Bleaching Polaroids highlights the toxicity of western beauty standards

All images © Rica May Tumanguil

Reacting against the aesthetic norms in her native Philippines, Rica May Tumanguil manipulates her self-portraits in the manner of Stephen Gill

Rica May Tumanguil was born and brought up in Tuguegarao, a city in the Philippines. The country was long under colonial rule, occupied first by Spain and then by the US; it gained independence in 1946 but, says Tumanguil, western values persist, including Eurocentric standards of beauty. Lighter skin is seen as desirable for finding a partner, or even establishing a career, and darker skin is sometimes openly mocked. Some Filipinos, especially young women, turn to whitening products in a bid to bleach themselves into conformity.

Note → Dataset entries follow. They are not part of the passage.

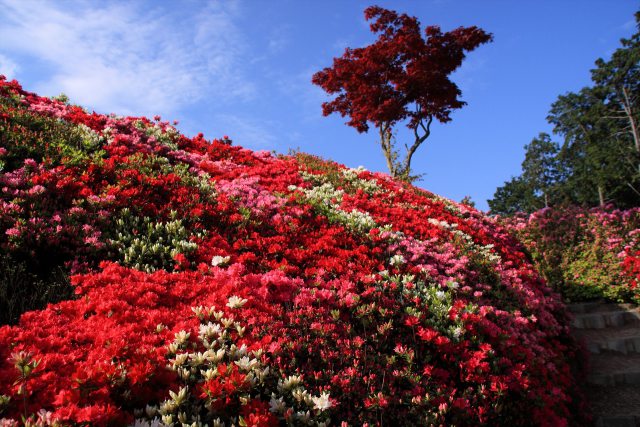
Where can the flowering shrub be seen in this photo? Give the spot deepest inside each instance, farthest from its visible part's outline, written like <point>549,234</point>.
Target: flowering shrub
<point>343,297</point>
<point>584,253</point>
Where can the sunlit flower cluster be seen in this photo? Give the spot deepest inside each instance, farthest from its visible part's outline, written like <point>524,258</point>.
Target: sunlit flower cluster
<point>219,286</point>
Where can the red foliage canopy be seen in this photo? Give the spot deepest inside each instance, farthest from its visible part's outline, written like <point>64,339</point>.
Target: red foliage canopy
<point>400,76</point>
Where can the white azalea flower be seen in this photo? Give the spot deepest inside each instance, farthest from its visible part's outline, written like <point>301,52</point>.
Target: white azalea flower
<point>322,402</point>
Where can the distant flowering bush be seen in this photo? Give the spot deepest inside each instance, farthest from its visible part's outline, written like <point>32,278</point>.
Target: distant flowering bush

“As for many, it was a major part of my experience growing up,” says Tumanguil. “I was bullied and teased for having a more tanned complexion and, as a teenage girl wanting to be seen as beautiful, I used papaya soap to try to lighten my skin, as did my mother and sister. A common sight at the local market was women with peeling red skin after they had bleached, and it was also common for cheap skin-lightening soaps containing mercury to be sold at the market.”

“I was bullied and teased for having a more tanned complexion and, as a teenage girl wanting to be seen as beautiful, I used papaya soap to try to lighten my skin”

More recently, some skin-lightening commercials have elicited a backlash in the Philippines, Tumanguil adds, but generally these voices are quiet in the wider social discourse. She moved to London in 2015 to live with her father and to study photography at London South Bank University, and for her final project, opted to protest against the beauty practice, making a series ironically titled The Fairest of Them All. Taking a series of self-portraits on Polaroids, she applied skin-lightening products directly to the prints, allowing them to strip and damage the surfaces.

Tumanguil chose to work with Polaroids because the melting emulsions she lifted from them felt fleshy; the resulting work expresses the experience of skin-lightening, she says, serving as a literal reminder of just how caustic these products are. The fact that her face disappears in some images also suggests the notion of erasure and the effacement of non-western aesthetics and people. “Through Eurocentric and Orientalist lenses, the Philippines, as with other colonised lands, now face the after-effects of western white supremacy,” she comments.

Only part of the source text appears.